Archeology and Indians
MANY centuries before the dawn of the Christian Era, roving bands of Old World hunters were already crossing the icebound waters of Bering Strait to the uninhabited North American continent. Some of these early groups undoubtedly reached the Southwest, for, in such localities as Folsom, New Mexico, Gypsum Cave, Nevada, and the Lindenmeier site in Colorado, their chipped points and other artifacts have been found in association with the bones of prehistoric bison, camels, sloths, mastodons, and other animals. These early comers did not possess a highly developed culture. They knew the arts of stone chipping and fire making and, possibly, used spears propelled by the atlatl (a notched stick used to increase the velocity of a hurled spear), employed bone awls for piercing and sewing skins, and owned domesticated dogs. They had no pottery or agriculture; nor did they, as far as is known, have any form of permanent habitation other than natural caves.
The earlier inhabitants of Utah were probably a group comparable in most respects with those whose artifacts are found in other parts of the Southwest. So far little information concerning them has come to light. Caves along the shore line of Great Salt Lake's predecessor, Lake Bonneville, have yielded objects the antiquity of which extends back several thousand years, although they were not necessarily left by the first human inhabitants of Utah. Flint points, knives, bone awls, and flint scrapers attest the presence of primitive hunters.
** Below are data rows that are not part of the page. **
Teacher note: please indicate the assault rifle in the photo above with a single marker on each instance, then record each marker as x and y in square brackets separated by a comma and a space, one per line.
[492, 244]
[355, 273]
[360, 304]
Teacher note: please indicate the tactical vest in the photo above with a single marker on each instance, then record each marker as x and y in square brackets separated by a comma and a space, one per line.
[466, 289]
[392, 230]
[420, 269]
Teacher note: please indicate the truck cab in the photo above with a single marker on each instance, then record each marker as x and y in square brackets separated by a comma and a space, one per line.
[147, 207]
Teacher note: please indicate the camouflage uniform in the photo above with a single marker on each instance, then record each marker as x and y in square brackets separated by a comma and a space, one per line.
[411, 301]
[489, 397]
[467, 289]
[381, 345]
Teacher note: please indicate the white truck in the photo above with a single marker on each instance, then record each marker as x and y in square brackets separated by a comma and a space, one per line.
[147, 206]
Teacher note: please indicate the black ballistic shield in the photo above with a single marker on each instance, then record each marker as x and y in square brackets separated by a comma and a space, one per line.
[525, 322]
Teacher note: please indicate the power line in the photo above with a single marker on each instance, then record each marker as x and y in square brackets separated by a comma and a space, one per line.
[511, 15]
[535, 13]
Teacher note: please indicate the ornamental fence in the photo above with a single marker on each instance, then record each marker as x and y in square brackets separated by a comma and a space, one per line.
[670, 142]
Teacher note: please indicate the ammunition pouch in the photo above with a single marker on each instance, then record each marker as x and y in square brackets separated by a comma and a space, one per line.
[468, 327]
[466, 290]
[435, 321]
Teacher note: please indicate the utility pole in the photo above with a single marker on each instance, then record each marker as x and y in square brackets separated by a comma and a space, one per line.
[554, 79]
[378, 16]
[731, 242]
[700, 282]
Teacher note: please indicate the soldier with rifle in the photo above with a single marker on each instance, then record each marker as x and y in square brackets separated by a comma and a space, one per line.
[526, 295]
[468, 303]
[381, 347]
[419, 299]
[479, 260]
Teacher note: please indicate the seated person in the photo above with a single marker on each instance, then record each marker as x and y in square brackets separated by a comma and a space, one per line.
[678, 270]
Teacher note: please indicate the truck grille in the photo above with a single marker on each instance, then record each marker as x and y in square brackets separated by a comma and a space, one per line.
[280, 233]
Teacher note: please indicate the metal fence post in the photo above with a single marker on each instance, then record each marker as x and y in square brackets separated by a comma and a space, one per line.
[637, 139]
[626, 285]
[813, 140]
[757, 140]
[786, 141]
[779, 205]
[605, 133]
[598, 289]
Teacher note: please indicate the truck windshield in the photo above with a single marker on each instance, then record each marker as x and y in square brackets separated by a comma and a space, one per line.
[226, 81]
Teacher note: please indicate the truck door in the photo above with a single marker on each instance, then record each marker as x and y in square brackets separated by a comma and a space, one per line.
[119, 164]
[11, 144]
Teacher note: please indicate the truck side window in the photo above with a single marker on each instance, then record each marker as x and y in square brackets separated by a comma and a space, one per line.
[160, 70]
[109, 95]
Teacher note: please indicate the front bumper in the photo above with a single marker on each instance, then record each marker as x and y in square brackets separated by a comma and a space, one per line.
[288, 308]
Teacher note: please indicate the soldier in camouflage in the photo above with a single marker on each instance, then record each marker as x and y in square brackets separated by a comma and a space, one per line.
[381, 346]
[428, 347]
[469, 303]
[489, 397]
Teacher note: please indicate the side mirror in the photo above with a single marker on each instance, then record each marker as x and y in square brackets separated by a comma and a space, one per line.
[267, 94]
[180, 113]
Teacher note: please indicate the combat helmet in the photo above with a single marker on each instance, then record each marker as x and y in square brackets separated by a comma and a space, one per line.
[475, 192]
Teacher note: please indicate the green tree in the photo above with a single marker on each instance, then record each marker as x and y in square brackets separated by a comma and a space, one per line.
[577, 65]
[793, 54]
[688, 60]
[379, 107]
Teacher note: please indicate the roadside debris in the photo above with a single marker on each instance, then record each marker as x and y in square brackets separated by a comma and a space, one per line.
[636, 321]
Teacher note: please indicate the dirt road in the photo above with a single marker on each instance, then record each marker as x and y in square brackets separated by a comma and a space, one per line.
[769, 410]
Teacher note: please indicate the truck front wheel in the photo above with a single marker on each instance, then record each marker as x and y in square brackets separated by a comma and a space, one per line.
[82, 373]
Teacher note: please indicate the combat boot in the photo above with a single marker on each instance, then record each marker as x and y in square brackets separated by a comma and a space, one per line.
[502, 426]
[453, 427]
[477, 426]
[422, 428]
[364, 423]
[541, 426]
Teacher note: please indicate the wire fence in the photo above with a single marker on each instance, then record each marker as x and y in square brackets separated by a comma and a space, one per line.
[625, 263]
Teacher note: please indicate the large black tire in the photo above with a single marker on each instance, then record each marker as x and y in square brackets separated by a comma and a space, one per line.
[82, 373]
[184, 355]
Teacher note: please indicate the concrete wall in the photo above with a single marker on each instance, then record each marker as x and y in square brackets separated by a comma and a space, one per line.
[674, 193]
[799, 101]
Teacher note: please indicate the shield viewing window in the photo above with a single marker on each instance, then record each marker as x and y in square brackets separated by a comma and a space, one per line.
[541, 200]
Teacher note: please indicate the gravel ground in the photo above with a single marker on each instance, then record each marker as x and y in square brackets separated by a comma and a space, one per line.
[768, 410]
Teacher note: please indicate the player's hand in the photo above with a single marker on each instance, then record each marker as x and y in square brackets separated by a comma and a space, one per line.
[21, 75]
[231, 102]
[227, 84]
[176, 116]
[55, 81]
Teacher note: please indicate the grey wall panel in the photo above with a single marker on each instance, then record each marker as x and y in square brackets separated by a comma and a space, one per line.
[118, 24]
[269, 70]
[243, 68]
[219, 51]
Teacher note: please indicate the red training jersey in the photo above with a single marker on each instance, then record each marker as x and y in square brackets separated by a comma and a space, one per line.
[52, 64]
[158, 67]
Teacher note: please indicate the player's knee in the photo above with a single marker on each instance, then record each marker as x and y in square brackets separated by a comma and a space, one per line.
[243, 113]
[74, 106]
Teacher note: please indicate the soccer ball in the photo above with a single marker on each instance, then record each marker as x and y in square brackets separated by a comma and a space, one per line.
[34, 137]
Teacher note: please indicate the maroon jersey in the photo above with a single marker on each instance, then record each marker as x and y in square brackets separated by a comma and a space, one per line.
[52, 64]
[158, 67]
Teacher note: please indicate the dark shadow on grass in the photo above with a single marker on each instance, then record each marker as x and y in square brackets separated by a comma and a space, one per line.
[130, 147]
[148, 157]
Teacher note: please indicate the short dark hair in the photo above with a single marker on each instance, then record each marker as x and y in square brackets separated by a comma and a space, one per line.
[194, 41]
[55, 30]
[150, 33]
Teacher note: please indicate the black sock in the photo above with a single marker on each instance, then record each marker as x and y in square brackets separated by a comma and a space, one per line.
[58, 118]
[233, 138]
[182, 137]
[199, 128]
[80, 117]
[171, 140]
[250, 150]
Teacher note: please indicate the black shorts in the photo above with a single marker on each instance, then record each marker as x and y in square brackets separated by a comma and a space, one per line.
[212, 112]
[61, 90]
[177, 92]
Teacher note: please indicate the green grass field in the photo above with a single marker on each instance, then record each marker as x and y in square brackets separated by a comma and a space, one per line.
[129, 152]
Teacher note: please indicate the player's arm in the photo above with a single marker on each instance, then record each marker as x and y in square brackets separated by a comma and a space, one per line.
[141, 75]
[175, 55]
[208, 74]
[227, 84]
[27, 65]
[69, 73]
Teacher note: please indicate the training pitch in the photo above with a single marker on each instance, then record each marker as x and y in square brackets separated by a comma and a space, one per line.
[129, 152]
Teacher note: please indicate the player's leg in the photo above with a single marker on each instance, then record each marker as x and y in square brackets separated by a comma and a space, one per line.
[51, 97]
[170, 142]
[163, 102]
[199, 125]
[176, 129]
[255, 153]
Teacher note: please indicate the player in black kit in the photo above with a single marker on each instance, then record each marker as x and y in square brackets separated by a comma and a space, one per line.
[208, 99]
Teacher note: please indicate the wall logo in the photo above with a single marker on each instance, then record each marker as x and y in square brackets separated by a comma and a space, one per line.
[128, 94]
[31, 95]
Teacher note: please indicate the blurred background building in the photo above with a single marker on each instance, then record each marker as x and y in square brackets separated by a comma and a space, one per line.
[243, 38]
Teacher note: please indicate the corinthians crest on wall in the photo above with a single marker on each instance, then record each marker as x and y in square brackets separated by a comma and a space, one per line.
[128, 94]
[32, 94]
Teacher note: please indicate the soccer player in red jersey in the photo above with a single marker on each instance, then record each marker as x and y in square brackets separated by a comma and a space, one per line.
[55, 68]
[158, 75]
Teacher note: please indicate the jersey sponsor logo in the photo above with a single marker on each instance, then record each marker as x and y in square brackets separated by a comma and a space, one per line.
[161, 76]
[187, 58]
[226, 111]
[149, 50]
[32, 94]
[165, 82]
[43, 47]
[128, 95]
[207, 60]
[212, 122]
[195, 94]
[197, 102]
About the time of Christ, the inhabitants of the San Juan, Paria, Virgin, and Kanab river valleys began to raise corn. This marked the beginning of the long development of a culture known as the Anasazi (Navaho, the Ancients), which was distributed over northern Arizona and New Mexico, southwestern Colorado, southern Utah and Nevada, and southeastern California.
Agriculture
SYMBOLICALLY, the first act of the Mormon pioneers, when they entered Great Salt Lake Valley in 1847, was to plow the soil. When plowshares broke in the sun-baked earth, the settlers flooded the land with water from City Creek. The next day they planted potatoes. That was the first farming by white men in Utah. The system of Mormon settlement, in agricultural villages and communities, brought farmers in from their acres each evening, where they could "swap" experiences and theories with their neighbors. This system has not materially changed; Utah farmers in 1940 are still preeminently village dwellers, with social, economic, and religious life centered around communities. There are some 30,000 farms in Utah, about half of which are in the six counties adjacent to Salt Lake City. Because of this concentration, in reach of electrical lines, Utah is fifth in the nation in percentage of farm homes wired for electricity.
Of the total area of the State, only 3.3 per cent is tilled land, and about 1 per cent is dry-farmed. Much more land could be farmed if water were available. Most of the irrigable land was under cultivation at the close of the nineteenth century, and the farms, never large, have since been subdivided among large families. Third and fourth generations today face the problem of making a small farm of 20 acres or less support a family.
Utah soil, like that of other arid States, is exceptionally rich in plant foods--there has never been abundant water to carry away the minerals necessary for plant growth. Some Utah soils are 60 per cent limestone, and with limited rainfall and careful irrigation may never require additional lime.